Personally I would stick with the recipe and see if this amount of bittering flavor/aroma is what you like until you figure out what you want out of your beer you can than answer this question for yourself if you feel the hop schedule/quantity needs to be adjusted it is all a matter of your individual likes and dislikes have fun and experiment
 
This also depends on your recipe - if your recipe was built for partial boils, it will include more hops, as your top-off water "dilutes" the boiled result. BeerSmith (free trial) is a good software package that allows you to enter your recipe (or make one up) and accommodates partial boils or full boils in the calculations. (lots of other tools, too. - many users on this forum)
 
This also depends on your recipe - if your recipe was built for partial boils, it will include more hops, as your top-off water "dilutes" the boiled result. BeerSmith (free trial) is a good software package that allows you to enter your recipe (or make one up) and accommodates partial boils or full boils in the calculations. (lots of other tools, too. - many users on this forum)

I think it will only include more hops per gallon, or in other words IBUs. I don't have the software handy, will it actually add more total hops based on partial boils?
 
Correct - it won't actually "tell you" what to add - it will only give you the result of your recipe, based on factors such as full boil, amount of time boiled - in IBUs
If you enter a recipe as partial boil, and note the IBUs, gavity, etc. then change it over to full boil, you will adjust your recipe as needed to match your notes on the previous settings.
 
There are online hops calculators; you don't need something as complicated as Beersmith (save your free trial for when you want to make recipes). I doubt that a Stout recipe is going to be too bitter and most kits aren't high gravity. Go to the Green Bay Rackers or Brewer's Friend websites, use their hop calculators and see what IBUs you are going to get. Then compare that to the IBU range for that style.

Or, just put your bittering hops in at 55 min and call it a day :mug:
 
There are online hops calculators; you don't need something as complicated as Beersmith

The problem is that most of the software uses algorithms that predate recent* discoveries--their assumptions for scaling to partial boils are way off. IMO, if you're doing all-extract you're better off lying to the software and telling it you're doing a full boil (and doing late addition of extract, which is still valuable for non-bitterness related reasons).
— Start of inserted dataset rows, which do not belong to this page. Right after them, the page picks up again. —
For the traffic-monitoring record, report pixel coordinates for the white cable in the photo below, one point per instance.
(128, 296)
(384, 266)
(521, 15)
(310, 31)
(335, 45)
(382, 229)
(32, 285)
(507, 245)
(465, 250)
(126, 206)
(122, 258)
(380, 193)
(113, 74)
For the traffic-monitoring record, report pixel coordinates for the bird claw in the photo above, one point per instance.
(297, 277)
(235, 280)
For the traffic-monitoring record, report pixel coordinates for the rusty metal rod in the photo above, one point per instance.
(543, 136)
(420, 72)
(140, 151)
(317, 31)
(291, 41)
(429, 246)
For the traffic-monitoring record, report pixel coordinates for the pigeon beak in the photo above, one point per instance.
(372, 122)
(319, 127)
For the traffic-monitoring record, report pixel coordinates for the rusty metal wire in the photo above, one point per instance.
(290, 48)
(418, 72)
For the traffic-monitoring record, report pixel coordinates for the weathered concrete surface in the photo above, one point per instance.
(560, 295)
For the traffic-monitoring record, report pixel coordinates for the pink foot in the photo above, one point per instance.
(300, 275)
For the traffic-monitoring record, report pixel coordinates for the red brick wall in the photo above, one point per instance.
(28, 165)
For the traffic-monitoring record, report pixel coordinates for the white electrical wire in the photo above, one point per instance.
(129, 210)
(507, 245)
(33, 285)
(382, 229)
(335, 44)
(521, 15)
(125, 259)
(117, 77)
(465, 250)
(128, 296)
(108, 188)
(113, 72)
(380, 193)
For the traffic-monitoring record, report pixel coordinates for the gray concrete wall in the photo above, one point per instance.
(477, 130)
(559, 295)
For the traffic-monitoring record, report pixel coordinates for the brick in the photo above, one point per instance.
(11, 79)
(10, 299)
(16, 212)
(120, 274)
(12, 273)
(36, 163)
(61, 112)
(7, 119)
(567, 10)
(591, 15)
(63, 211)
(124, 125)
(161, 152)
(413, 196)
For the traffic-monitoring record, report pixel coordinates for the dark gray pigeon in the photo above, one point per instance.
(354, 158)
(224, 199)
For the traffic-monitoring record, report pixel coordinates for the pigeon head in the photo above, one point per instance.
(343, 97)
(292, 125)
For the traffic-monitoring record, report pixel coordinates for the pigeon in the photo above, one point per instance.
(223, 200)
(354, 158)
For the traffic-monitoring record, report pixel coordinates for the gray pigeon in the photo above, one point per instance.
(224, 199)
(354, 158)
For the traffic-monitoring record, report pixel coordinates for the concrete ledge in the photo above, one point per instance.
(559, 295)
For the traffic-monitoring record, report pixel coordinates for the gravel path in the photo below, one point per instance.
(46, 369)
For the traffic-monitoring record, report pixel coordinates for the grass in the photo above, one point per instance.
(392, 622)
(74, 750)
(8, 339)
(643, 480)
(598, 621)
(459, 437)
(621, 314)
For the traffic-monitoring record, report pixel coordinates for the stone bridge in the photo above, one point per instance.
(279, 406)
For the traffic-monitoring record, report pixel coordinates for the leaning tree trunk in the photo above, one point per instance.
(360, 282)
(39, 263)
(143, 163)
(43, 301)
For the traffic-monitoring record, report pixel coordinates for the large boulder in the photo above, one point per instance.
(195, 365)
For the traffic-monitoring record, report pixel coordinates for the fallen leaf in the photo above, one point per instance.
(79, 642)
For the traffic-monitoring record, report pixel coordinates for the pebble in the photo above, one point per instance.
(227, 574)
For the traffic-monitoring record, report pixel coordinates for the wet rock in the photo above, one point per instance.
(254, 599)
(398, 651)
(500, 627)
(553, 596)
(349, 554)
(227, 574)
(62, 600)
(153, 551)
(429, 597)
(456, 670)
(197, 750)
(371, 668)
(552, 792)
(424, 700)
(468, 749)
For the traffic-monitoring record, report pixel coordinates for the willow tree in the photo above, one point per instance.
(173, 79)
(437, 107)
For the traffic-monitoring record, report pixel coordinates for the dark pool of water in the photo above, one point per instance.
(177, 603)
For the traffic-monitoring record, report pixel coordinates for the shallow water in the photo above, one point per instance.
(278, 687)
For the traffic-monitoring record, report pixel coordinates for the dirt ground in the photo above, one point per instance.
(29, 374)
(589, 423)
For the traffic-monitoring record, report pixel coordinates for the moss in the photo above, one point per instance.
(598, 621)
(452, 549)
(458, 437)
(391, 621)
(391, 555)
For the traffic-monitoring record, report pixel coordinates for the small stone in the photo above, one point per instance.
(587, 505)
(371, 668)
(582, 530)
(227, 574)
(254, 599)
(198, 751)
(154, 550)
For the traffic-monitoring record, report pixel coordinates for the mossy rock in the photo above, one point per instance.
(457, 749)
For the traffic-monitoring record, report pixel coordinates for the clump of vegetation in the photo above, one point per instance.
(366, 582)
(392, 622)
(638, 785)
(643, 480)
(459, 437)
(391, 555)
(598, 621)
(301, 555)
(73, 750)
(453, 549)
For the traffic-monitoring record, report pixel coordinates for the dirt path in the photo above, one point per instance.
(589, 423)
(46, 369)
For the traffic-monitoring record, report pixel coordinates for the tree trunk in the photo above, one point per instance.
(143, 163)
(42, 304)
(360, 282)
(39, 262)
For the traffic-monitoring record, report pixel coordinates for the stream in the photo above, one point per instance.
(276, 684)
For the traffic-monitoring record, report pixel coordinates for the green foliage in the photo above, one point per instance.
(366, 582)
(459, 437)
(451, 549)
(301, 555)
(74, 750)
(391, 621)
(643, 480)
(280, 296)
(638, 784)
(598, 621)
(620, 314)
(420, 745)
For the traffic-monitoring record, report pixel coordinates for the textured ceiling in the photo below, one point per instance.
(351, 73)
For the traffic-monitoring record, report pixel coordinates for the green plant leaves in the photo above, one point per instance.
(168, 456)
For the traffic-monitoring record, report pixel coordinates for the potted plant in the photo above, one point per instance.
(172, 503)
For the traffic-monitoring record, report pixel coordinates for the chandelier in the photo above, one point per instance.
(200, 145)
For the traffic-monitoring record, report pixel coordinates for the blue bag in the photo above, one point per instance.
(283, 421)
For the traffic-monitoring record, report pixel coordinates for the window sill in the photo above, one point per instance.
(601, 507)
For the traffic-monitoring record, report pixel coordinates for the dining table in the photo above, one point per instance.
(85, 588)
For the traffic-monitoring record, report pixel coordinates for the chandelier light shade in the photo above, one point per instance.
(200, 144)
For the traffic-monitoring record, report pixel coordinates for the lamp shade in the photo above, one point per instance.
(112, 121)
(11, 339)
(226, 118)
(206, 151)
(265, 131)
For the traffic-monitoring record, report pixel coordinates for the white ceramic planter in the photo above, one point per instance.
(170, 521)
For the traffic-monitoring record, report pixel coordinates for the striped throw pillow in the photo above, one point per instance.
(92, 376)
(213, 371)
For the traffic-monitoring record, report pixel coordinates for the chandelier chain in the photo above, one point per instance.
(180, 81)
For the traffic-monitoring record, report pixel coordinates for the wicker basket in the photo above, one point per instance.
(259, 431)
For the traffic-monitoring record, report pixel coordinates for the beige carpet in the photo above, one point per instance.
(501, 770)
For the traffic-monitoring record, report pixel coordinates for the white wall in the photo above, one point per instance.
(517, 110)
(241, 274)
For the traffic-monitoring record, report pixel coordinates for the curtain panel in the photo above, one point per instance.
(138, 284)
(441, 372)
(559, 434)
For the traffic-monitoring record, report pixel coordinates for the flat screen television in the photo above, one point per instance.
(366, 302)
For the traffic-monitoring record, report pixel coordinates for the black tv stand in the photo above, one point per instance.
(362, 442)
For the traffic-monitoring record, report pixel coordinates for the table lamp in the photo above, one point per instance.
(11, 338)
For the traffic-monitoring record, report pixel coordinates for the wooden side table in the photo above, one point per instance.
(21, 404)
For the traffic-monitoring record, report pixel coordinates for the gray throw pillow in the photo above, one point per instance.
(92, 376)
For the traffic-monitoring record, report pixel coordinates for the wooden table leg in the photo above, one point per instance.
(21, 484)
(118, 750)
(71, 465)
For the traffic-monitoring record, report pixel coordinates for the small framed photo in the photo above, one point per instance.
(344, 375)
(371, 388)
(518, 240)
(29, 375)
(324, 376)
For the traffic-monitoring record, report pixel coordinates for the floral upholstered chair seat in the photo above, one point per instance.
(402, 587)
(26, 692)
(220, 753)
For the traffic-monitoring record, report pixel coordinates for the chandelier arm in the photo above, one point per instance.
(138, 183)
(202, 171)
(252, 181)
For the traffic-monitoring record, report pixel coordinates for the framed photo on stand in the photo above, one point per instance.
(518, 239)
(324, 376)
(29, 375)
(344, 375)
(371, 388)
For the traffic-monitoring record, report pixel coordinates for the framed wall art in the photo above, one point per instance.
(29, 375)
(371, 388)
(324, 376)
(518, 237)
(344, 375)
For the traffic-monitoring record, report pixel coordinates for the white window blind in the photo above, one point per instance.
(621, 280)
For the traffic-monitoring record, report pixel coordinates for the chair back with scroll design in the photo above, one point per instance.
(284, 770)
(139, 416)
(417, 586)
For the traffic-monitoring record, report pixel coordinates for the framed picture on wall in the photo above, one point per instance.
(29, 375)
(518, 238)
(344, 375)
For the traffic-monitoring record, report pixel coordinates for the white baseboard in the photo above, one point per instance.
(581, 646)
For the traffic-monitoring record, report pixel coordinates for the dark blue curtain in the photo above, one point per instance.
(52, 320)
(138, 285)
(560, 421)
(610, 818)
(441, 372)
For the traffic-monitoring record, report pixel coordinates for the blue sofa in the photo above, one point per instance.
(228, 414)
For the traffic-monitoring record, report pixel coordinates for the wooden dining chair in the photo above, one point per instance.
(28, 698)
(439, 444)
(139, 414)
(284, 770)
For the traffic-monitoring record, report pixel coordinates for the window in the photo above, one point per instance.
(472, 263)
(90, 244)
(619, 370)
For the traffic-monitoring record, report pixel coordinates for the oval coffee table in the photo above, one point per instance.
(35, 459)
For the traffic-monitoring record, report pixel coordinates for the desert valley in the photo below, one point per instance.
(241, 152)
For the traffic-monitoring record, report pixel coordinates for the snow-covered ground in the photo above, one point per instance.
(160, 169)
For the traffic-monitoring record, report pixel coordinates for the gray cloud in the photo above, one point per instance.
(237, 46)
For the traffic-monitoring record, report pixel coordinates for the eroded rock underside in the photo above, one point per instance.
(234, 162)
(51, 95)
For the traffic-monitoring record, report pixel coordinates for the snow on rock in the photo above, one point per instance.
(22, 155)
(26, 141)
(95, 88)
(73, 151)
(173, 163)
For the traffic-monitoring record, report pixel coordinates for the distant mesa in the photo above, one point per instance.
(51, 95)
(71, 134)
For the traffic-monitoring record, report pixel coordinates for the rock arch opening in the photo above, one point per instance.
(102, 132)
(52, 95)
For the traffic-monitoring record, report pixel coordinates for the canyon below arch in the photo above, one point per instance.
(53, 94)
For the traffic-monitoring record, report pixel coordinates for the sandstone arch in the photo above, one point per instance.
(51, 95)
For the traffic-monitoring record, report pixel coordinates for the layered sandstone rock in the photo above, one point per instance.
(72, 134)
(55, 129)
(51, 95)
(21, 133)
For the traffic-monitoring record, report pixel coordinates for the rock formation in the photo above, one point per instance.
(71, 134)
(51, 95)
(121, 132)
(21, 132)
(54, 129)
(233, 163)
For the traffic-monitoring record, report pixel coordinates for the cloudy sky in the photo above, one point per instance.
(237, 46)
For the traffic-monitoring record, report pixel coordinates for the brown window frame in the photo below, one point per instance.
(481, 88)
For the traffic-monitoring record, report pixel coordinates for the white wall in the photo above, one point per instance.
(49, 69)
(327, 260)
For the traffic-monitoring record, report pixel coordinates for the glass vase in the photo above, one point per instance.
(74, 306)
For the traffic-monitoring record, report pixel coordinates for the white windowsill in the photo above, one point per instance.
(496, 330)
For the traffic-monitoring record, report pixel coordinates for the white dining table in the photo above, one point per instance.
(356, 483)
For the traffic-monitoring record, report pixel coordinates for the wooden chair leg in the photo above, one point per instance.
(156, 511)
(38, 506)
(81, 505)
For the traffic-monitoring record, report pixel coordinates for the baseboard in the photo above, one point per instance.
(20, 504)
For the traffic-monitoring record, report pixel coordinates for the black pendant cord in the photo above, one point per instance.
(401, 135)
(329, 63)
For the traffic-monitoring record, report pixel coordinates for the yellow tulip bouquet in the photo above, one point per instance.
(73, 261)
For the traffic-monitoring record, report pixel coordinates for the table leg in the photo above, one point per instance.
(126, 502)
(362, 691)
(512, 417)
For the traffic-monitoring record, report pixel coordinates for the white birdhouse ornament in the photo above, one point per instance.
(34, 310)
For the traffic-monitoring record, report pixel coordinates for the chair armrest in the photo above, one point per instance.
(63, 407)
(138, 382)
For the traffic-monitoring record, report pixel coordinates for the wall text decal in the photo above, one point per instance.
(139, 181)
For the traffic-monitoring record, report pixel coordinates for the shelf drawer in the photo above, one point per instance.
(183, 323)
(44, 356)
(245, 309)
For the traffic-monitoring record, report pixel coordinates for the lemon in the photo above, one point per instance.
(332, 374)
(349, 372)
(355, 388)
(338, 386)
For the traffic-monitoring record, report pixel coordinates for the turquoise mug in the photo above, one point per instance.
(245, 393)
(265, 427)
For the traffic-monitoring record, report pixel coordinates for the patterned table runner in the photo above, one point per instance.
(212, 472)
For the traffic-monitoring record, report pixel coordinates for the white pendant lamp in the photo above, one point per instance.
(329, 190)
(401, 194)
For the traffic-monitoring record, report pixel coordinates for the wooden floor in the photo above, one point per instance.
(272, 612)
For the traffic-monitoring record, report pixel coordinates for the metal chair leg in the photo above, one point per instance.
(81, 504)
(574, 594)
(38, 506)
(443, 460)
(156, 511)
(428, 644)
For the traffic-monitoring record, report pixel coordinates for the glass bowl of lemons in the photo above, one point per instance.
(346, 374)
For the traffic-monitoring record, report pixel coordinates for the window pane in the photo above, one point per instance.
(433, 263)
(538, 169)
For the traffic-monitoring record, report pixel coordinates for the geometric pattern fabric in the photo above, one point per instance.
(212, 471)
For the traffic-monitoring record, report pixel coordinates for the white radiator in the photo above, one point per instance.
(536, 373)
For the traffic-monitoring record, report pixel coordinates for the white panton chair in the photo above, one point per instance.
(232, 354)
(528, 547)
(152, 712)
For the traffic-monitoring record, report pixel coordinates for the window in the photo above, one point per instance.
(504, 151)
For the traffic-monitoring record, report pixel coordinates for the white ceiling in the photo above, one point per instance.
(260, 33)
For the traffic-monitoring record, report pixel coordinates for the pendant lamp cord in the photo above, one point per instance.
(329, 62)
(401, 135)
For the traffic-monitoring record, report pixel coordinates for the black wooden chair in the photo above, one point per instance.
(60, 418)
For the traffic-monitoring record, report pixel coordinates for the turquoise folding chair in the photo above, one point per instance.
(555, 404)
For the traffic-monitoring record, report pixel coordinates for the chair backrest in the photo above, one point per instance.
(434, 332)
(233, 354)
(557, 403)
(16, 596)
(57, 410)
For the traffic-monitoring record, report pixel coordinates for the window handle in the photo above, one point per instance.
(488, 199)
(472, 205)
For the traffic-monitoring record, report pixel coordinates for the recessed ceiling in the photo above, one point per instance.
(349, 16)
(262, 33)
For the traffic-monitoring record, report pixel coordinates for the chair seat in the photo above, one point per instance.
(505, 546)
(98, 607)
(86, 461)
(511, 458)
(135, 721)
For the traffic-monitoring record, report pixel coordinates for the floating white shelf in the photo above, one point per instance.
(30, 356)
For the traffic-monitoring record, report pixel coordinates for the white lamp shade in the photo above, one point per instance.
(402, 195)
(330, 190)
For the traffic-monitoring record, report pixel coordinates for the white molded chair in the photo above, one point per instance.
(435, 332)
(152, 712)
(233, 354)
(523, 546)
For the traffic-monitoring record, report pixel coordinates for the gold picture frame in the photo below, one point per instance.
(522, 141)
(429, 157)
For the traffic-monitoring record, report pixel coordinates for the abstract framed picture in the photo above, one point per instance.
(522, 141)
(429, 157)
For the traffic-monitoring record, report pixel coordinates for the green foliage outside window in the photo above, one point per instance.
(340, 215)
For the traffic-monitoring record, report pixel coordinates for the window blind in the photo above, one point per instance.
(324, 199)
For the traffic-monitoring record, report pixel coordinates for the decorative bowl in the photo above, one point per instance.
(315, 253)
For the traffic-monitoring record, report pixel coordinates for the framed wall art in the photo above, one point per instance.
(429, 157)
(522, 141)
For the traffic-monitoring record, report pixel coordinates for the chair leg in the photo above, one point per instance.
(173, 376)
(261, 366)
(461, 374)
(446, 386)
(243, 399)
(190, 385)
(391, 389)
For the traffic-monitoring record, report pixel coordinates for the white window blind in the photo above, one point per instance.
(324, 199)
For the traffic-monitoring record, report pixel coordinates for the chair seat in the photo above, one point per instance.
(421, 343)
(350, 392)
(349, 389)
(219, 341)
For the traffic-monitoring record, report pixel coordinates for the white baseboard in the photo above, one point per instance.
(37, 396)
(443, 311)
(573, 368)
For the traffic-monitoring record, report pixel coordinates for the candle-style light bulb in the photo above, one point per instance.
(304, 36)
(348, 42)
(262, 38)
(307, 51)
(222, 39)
That's imperfect, as isomerized alpha acids will adsorb to break material and precipitate out, but it's a lot closer in my experience (and in the measurements BBR did of IBUs in full an partial boils) than the wild adjustments that software tries to make. With all-grain, there's more break material and the issue gets muddier.

*Recent in the homebrew world, though long-known to commercial brewers.
 
I appreciate the input. What I am hearing is this:

1. Stop over-engineering this. Hops is not exact science- it's a matter of taste.
2. Brew it up, either with partial or all of the hops.
3. Change the hops level next time if it didn't work out right.
4. Consider AG and getting Beersmith to experiment with (I have a cooler- just need to plumb it)
5. In the end- it's still beer!
 
+1 on #1 and #5. Like the old carpenter says, "Design to the millimeter. Mark it with chalk. Cut with an axe."